Im von Staatsmedien verbreiteten Video sagt Protassewitsch nun, er befinde sich im Minsker Untersuchungsgefängnis Nr. 1, gesundheitliche Probleme habe er nicht. Die Mitarbeiter verhielten sich korrekt, er werde mit ihnen zusammenarbeiten und Angaben zur Organisation von Massenunruhen in Minsk machen.

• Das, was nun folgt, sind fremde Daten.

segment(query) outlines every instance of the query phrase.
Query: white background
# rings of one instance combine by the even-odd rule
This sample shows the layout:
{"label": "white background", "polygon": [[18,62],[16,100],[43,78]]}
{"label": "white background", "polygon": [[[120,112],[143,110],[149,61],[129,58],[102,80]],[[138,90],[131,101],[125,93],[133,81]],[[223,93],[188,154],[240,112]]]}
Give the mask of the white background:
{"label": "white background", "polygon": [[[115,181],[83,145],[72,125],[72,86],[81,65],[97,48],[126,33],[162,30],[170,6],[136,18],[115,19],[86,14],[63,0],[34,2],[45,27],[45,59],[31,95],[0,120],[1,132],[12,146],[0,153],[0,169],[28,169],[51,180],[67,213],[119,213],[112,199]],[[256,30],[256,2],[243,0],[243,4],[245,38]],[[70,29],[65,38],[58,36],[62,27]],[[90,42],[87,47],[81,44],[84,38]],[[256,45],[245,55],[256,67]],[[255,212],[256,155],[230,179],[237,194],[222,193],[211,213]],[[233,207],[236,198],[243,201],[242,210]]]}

Der 26-Jährige, der zuletzt für den Telegram-Kanal Belarus golownogo mosga („Belarus mit Hirn“) arbeitete, steht in Belarus wegen Terrorismus auf der Fahndungsliste. Das Gleiche gilt für Stepan Putilo, einen Mitstreiter. Der meldete sich aus Warschau zu Wort: „Sie schrei­ben mir, dass wir als nächstes an der Reihe sind. Dass man uns nicht nach Belarus entführen, sondern in Warschau erschießen wird“, sagte Putilo der polnischen Zeitung Rzeczpospolita.

Verbotene Substanzen

Der 22-Jährige war mit Protassewitsch Gründer des Portals Nexta auf Telegram. Putilo befürchtet, dass Protassewitsch in der Haft gefoltert wird, etwa mit verbotenen Substanzen, um ihn zum Reden zu bringen.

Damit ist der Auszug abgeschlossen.